Before I graduated high school, I was able to secure direct admittance into a local Physician Assistant program, and I was awarded the Presidential and Promise scholarships which amounted to around $14,000 a year. I was elated to attend my college, but after beginning classes, I realized how difficult college was going to be for me. I was the high school student who never needed to study or take notes. I got by with a good GPA and was able to be inducted into National Honor Society with little effort because I paid attention and retained enough information to get good grades. Because of that, I had never developed the study skills I would need once I began college classes. I really struggled my first few semesters. I vividly remember lying in my dorm room bed with my Biology textbook and my poorly written notes. I had an exam the following morning, and I knew I was in trouble because I didn’t even know how to make well organized index cards or how to cram the immense amount of information into my head. I was struggling with depression and even contacted the school counselor to speak with them about it. I ended up not going, which I still regret. I did adjust with time, and I feel I started to do better. I took some difficult courses in the summer and was able to get A’s in A&P 1 and 2. Things were looking up, but I already knew I wasn’t going to be able to keep the GPA I needed to keep my direct admittance to the PA program. That’s when I changed my major to computer science.
I had bonded with some of the computer professors and thought that software engineering would be a good fit for me. I attended classes and all was well for awhile…until it wasn’t. I got pregnant, and that’s when I started struggling again. I lived about 45 minutes away and commuted daily. After my daily classes, I would spend a few hours at home with my newborn, and I would then go to work. I was working as a caretaker for an elderly woman, and I stayed with her overnight throughout the week. After getting little sleep at night, I would go back to my classes the next morning and begin the same routine. I did this all while breastfeeding my son and pumping between classes in the conference room. It became too much for me to handle, and I felt something needed to give in order for me to be able to continue. I couldn’t quit working because I was our only source of income while my boyfriend finished school, and I couldn’t stop being a mother. I chose to stop going to classes.
I received 5 failing grades for that semester in school, and I was put on academic probation. I was determined to return the following semester, so I registered for classes and started again. It wasn’t long before I became overwhelmed, but I had missed the withdraw date. I chose to stop going to classes again and received an additional 5 F’s . I didn’t realize at the time how big of a mistake that was going to be and how difficult it would be for me to move past it.
Fast forward a few years, and my boyfriend had graduated from the same school, and we were in the position financially to send me back to school to finish my degree. I took some time to figure out what I really wanted to do as a career, and the only thing I really feel I could have a passion for in life is Midwifery. I started calling around to different Registered Nurse programs and found out I could start immediately at a local nursing program. I was so happy because I was finally going to finish the degree I started.
I finished the first 12 months of the program with a 4.0 GPA. I worked so hard for that GPA, and I told myself I was capable of A’s and wasn’t going to accept anything less from myself. I’m now ready to start the second half of the program, but in order to do that, I have to have a 3.0 cumulative GPA. I never realized that that would include the classes I had at at my initial school. I thought I only needed a 3.0 in my program courses. I didn’t realize that mistakes from 5 years ago would still prevent me from bettering myself. The rest of my cohort starts in September, and I’m going to get left behind if I can’t get my GPA above the 3.0 needed to begin. My cumulative GPA now stands at 2.63. That’s SO many credits, and it’s impossible for me to get the classes in by September. I have contacted my first college to expunge my last 2 semesters from my transcript. What are the chances of that happening?

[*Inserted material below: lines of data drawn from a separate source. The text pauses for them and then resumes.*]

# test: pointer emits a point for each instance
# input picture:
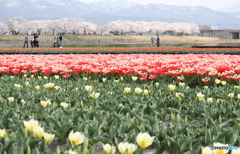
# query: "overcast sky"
(213, 4)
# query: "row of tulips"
(122, 50)
(201, 68)
(144, 140)
(114, 112)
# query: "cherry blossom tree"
(3, 28)
(78, 26)
(15, 24)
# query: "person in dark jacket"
(60, 41)
(25, 41)
(158, 41)
(35, 42)
(55, 41)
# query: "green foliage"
(180, 125)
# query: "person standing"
(36, 40)
(25, 41)
(158, 41)
(152, 41)
(55, 41)
(60, 41)
(32, 40)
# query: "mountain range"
(106, 11)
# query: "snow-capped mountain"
(105, 11)
(232, 9)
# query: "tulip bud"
(2, 133)
(38, 132)
(48, 138)
(144, 140)
(85, 144)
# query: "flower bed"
(128, 102)
(121, 51)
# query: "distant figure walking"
(25, 41)
(152, 41)
(35, 42)
(60, 41)
(55, 41)
(32, 40)
(158, 41)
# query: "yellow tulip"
(109, 149)
(30, 125)
(144, 140)
(171, 87)
(131, 148)
(122, 147)
(76, 138)
(38, 132)
(48, 138)
(2, 133)
(220, 151)
(207, 150)
(71, 152)
(236, 151)
(127, 90)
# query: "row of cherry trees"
(78, 26)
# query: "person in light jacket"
(55, 41)
(25, 41)
(158, 41)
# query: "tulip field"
(120, 104)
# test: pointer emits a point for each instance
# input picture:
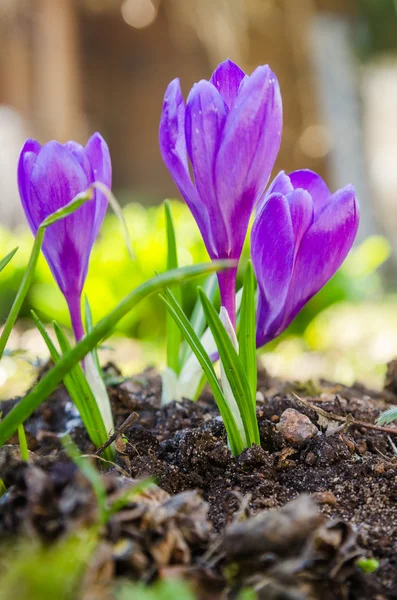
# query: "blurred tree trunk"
(57, 71)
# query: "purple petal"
(173, 150)
(97, 153)
(272, 252)
(250, 143)
(314, 184)
(302, 213)
(26, 163)
(227, 78)
(205, 119)
(322, 251)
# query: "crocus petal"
(250, 143)
(322, 251)
(97, 153)
(314, 184)
(173, 150)
(227, 78)
(281, 184)
(302, 213)
(205, 119)
(26, 163)
(272, 252)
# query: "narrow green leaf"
(247, 332)
(173, 333)
(388, 416)
(81, 397)
(23, 444)
(233, 370)
(88, 327)
(197, 319)
(4, 261)
(28, 276)
(53, 378)
(235, 441)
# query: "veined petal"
(173, 150)
(323, 249)
(281, 184)
(27, 159)
(56, 179)
(272, 252)
(250, 143)
(227, 78)
(314, 184)
(206, 114)
(97, 153)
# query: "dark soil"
(340, 477)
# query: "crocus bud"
(49, 177)
(230, 129)
(301, 235)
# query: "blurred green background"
(339, 334)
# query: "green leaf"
(23, 444)
(173, 333)
(88, 327)
(80, 394)
(247, 332)
(92, 475)
(28, 276)
(235, 440)
(53, 378)
(4, 261)
(234, 371)
(198, 318)
(99, 416)
(387, 416)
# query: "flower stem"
(227, 288)
(74, 304)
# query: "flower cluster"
(228, 135)
(230, 129)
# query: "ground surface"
(308, 550)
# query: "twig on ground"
(130, 420)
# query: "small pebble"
(295, 427)
(325, 498)
(310, 459)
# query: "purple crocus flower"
(49, 177)
(301, 235)
(230, 129)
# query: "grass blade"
(90, 472)
(88, 327)
(233, 370)
(387, 416)
(235, 441)
(104, 327)
(247, 332)
(173, 333)
(77, 201)
(197, 319)
(4, 261)
(81, 397)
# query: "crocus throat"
(227, 288)
(74, 305)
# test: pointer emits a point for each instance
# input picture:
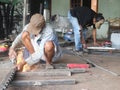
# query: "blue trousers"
(76, 29)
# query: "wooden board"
(44, 82)
(100, 48)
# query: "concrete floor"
(106, 76)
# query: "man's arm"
(12, 54)
(94, 38)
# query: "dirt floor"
(104, 75)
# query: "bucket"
(115, 39)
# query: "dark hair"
(98, 17)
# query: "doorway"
(93, 4)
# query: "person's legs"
(76, 28)
(49, 51)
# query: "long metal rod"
(8, 78)
(89, 61)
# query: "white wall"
(60, 7)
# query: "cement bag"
(102, 33)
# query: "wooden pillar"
(94, 5)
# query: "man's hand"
(12, 54)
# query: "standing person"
(80, 18)
(40, 43)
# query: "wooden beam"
(45, 73)
(43, 82)
(54, 72)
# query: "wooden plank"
(45, 73)
(44, 82)
(54, 72)
(101, 48)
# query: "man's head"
(99, 20)
(37, 22)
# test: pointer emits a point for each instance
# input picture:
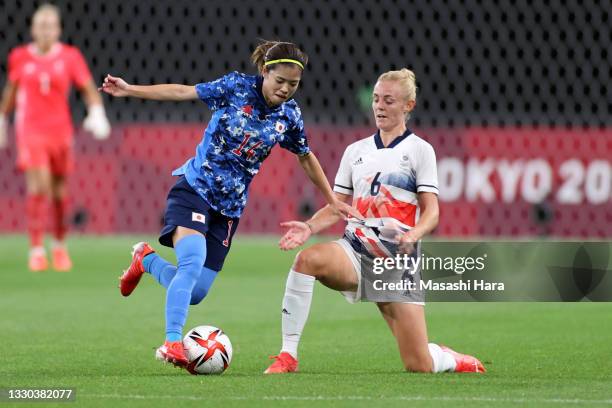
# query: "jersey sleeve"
(79, 72)
(344, 177)
(427, 172)
(216, 93)
(13, 68)
(294, 138)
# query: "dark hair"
(273, 50)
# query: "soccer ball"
(208, 349)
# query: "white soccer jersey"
(384, 182)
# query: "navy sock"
(162, 270)
(190, 254)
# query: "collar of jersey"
(394, 142)
(262, 100)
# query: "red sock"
(60, 209)
(35, 211)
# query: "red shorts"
(57, 157)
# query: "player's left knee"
(423, 365)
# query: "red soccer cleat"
(131, 276)
(37, 260)
(172, 352)
(285, 363)
(465, 363)
(60, 259)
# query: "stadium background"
(512, 95)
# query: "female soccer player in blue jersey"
(251, 114)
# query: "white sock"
(296, 306)
(442, 360)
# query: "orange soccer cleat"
(172, 352)
(285, 363)
(60, 259)
(37, 261)
(131, 276)
(465, 363)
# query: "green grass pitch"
(75, 330)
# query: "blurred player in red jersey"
(40, 75)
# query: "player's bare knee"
(419, 365)
(306, 262)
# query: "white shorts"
(355, 257)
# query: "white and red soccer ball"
(208, 349)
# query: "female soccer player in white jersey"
(390, 177)
(251, 114)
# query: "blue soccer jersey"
(241, 133)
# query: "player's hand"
(345, 210)
(296, 236)
(3, 132)
(407, 242)
(96, 122)
(114, 86)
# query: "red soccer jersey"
(43, 86)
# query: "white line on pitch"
(352, 398)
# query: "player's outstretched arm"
(298, 232)
(117, 87)
(428, 220)
(315, 173)
(96, 121)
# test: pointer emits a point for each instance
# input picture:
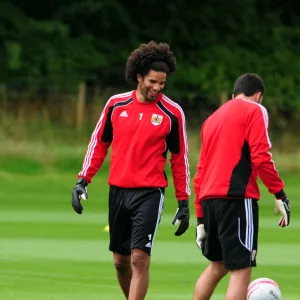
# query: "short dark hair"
(248, 84)
(151, 56)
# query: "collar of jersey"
(158, 98)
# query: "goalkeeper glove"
(79, 193)
(200, 232)
(182, 217)
(282, 205)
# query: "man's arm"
(197, 202)
(260, 146)
(98, 145)
(178, 145)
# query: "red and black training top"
(235, 151)
(140, 136)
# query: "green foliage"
(214, 42)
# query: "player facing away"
(235, 151)
(141, 126)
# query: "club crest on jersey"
(156, 119)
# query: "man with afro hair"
(141, 126)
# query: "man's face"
(151, 84)
(259, 97)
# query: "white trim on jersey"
(248, 243)
(266, 121)
(93, 142)
(169, 101)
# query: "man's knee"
(122, 263)
(140, 260)
(217, 269)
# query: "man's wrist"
(82, 181)
(200, 221)
(183, 203)
(281, 195)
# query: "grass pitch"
(48, 252)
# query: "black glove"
(79, 192)
(182, 217)
(200, 232)
(282, 205)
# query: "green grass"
(48, 252)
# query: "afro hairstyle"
(151, 56)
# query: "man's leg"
(238, 236)
(124, 272)
(140, 262)
(209, 280)
(238, 284)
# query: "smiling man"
(141, 126)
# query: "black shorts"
(134, 215)
(231, 226)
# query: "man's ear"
(258, 97)
(139, 77)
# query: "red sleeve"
(197, 202)
(98, 145)
(260, 146)
(179, 158)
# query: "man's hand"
(182, 217)
(79, 193)
(283, 206)
(200, 232)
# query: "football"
(264, 289)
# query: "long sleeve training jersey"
(235, 151)
(140, 136)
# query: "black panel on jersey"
(241, 174)
(172, 139)
(107, 134)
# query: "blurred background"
(60, 61)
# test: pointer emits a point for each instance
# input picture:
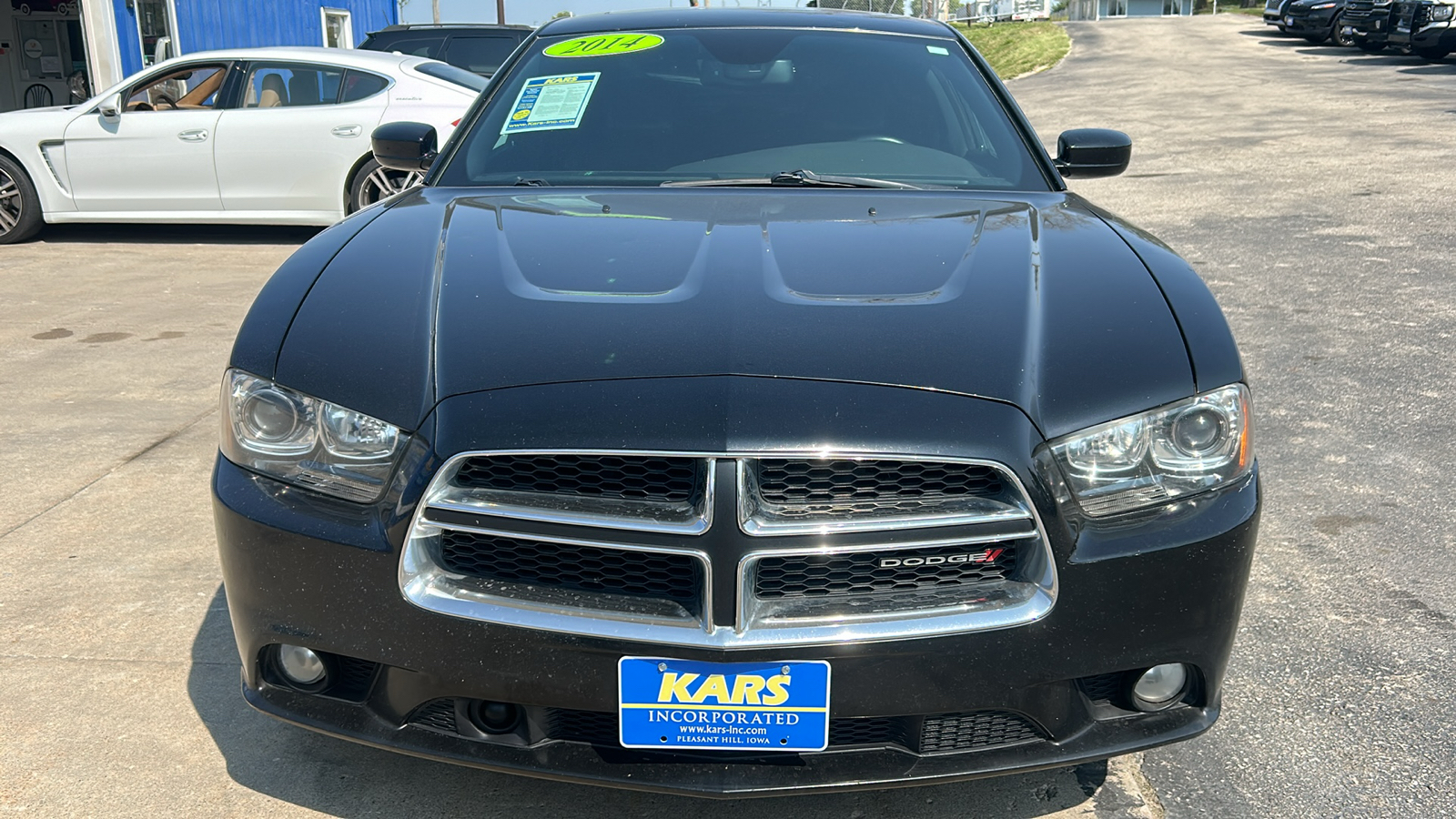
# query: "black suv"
(1427, 28)
(473, 47)
(1318, 21)
(1369, 24)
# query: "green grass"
(1018, 48)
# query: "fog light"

I feel as if I’m stuck here in my dismal job that I’m way too intelligent for, and I feel I could have amounted to so much and now I’m nothing. Any advice would be appreciated. I know it’s better to retake classes you failed to bring your GPA up, but do those need to be through the initial college for them to be replaces, and what are the chances they would even let me return to retake them? Is it fair that my dumb choices from 5 years ago can still ruin my life?